*Zeno's Paradox (actually the first of four) purports to show that motion is impossible.
If you want to walk from one point to another, you must first cross half the distance, then to cross the remaining distance, you must first cross half of the remainder, and so on.
If the distance you want to walk is 1 kilometre long, you will first reach 1/2 km from your start, then 3/4 km from your start (1/2 + 1/4), then 3/4 km (1/2 + 1/4 + 1/8), then 7/8 and so on. After you have taken N steps of the journey, you will have gone a distance equal to 1-(1/2)N kilometres.

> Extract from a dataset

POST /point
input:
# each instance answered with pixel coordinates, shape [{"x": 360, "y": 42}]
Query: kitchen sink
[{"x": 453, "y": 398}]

No matter how big N becomes (that is, no matter how many successive half-distances you cover), this distance will always be less than 1 and you will never arrive at your destination.
(Another permutation of Zeno's First Paradox seemingly prevents you from leaving your starting point. Before you can cross a given distance you must first cross half the distance, but before you can do that you must cross half that half-distance, ad infinitum.)
The solution I propose involves observing that Zeno's First Paradox assumes the person or object doing the moving is infinitely small, eg. a point (or a line perpendicular to the direction of travel).
Say your walking stride length is 1 metre, and for convenience the distance to your destination is 10 metres.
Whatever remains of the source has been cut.